A resistance cell was formed, led by the patriarchs of the island’s two leading clans and a remarkable man named Ioanni Mihailou Grammatikaki, better known as Hari. Hari had served in the Greek army when it battled the invading Italians in 1940. He and his fellow Cretans in the Fifth Army Division helped repel the Italians, only to be overwhelmed when the German army stepped in and used its superior numbers and mechanized might to subdue the Greeks. Hari was taken prisoner but escaped from an Axis prison camp and took refuge on Paros.

He and his friends hatched a plan to rescue some of the thousands of Cretan soldiers who were trapped on the Greek mainland, hiding in the mountains to avoid capture by the Nazis. The plan involved sending caiques to the mainland and, with the help of local resistance members, picking up the Cretans and bringing them back home.

The risk was great, as Clark explains. “Germany and Italy had all of Greece. Enemy craft and planes patrolled the coasts. If they got caught doing anything but fishing, they would be imprisoned and beaten, possibly shot. Worse, their caiques, their livelihood would be seized and sunk, their families reduced to poverty.”

Greek patriotism and philotimo (personal honor, pride, human dignity) trumped fear. “Freedom or death,” became the resistance’s rallying cry. The plan was set in motion and hundreds of Cretans (and dozens of British guerillas) were rescued. The caiques’ first stop was the small, secluded harbor of Ayios Yiorgos (on Antiparos), where the captains could refuel and the men, many of whom were wounded or ill, could rest up in safety.

“And there was the detail of the taftotitas, their identification papers. If an Axis sea patrol caught the men without proper papers, they would clap them into prison along with the ship’s captain. Could the resistance provide so many taftotitas?”

That was just the start of an operation which ultimately saved nearly three thousand Cretans and British, a record in the chronicles of WW II escapes. It was an operation that kept expanding and improving; within a year Ayios Yiorgos became the Cycladic rendezvous for British submarines. They would slip into the harbor, pick up key personnel and deliver them to Alexandria, headquarters for the Royal Navy and the Greek government in exile.

Everyone knew about the submarine base except for the occupying Italians, Clark writes. “The base was an open secret throughout the summer of 1941, yet not one man, woman or child of the 5,600 people on the two islands gave it away. At least five hundred islanders–-merchants, mule drivers, butchers, bakers, monks, nuns, errand boys, caique captains, sailors, farmers, artisans and all of their wives and children–-came to be involved in the base operation to a greater or lesser extent, either directly or through relatives or friends who knew all about it. Despite the terror of being caught and imprisoned or worse, and despite their own sufferings and deprivations under the occupation, the worst of which was hunger, everyone, really everyone, was passionately enthusiastic and proud as princes of ‘their’ secret base.
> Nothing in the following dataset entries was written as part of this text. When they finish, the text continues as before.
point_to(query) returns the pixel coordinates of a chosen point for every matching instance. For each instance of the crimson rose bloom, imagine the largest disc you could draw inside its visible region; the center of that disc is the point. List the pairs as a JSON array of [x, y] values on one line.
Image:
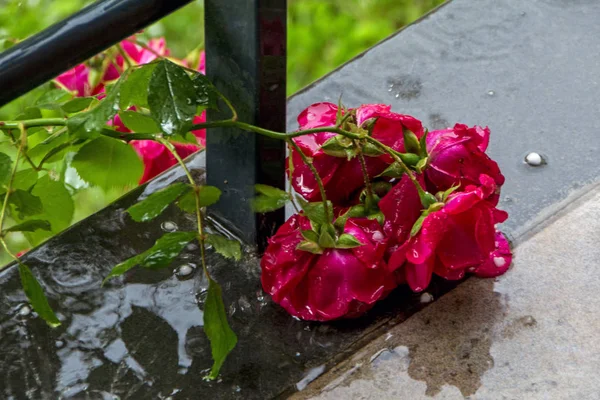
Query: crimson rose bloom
[[459, 237], [457, 157], [342, 177], [340, 283]]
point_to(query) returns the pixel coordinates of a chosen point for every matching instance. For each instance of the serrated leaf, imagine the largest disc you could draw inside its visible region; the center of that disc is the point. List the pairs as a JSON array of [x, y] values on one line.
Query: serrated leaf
[[269, 198], [209, 195], [25, 179], [30, 226], [58, 207], [316, 211], [310, 247], [226, 247], [417, 226], [171, 98], [138, 123], [347, 241], [5, 168], [394, 170], [217, 329], [310, 235], [134, 91], [108, 163], [157, 202], [51, 98], [206, 93], [90, 123], [77, 104], [25, 203], [34, 292], [158, 256]]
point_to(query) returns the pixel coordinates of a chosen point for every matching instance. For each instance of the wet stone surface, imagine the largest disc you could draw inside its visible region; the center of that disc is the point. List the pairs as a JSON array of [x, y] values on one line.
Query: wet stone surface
[[140, 337]]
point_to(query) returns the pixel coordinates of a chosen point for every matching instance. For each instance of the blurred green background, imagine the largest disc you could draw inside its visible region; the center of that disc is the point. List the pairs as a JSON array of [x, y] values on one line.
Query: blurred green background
[[322, 34]]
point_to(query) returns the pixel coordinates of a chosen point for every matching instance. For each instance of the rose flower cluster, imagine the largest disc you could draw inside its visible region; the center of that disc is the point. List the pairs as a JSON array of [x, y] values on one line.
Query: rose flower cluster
[[85, 81], [396, 227]]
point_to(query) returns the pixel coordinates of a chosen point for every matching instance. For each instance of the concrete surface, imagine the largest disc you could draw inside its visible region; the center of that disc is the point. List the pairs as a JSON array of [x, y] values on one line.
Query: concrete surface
[[531, 334]]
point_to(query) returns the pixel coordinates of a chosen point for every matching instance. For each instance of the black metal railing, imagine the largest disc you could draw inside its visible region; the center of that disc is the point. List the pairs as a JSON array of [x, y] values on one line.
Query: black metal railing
[[246, 59]]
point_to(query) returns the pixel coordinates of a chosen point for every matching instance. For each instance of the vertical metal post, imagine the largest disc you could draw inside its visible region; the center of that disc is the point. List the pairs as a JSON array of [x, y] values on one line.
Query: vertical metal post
[[246, 60]]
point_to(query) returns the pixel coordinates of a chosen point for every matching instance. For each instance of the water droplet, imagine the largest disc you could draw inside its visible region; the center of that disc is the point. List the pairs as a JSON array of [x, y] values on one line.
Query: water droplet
[[168, 226], [426, 298], [24, 311], [534, 159], [185, 270]]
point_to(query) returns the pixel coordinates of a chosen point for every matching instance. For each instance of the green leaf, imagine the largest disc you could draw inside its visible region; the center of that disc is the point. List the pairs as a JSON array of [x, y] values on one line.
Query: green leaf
[[316, 211], [310, 235], [269, 198], [157, 202], [166, 249], [138, 122], [206, 93], [51, 98], [5, 168], [29, 113], [171, 98], [58, 207], [26, 203], [209, 195], [347, 241], [134, 91], [411, 141], [217, 329], [25, 179], [417, 226], [34, 292], [394, 170], [158, 256], [108, 163], [30, 226], [90, 123], [77, 104], [226, 247], [310, 247]]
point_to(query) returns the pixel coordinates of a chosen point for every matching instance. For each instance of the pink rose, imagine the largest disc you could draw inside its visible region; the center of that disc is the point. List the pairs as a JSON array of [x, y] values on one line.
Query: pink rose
[[457, 157], [342, 177], [339, 283], [460, 237]]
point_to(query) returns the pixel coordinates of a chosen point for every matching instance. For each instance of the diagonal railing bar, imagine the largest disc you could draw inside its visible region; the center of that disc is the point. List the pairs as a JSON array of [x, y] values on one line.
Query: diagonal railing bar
[[75, 39]]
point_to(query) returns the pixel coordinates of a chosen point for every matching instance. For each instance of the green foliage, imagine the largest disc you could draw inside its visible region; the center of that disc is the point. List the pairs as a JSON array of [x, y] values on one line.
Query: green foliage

They believed in the importance of its role in the Allied victory that they prayed for day and night. Every Parian and every Antipariot did all they could to make it work.”

At the heart of the operation (which ultimately was undermined by a foolish and incompetent British naval officer) was the Zorba-like Hari Grammatikaki, “A Cretan sea wolf and strategic genius, a wild man and breaker of hearts, a Greek’s Greek and a patriot to the bone. Few of his generation are alive today, and few of the next know the story of his life. Those who do, know it only in part. Yet it is no exaggeration to hear in his tale echoes of Odysseus and Jason, Achilles and Ajax. For it is a Greek story, and the Cretan sea wolf was heroic in a Greek way. At the same time, as with the ancient Greek epics, his story–-and the islanders’-–speaks to us all, for this Cretan and these islanders chose to follow ‘that part of themselves which is great,’ the part that lives within us all and will rise when summoned, if we only dare.”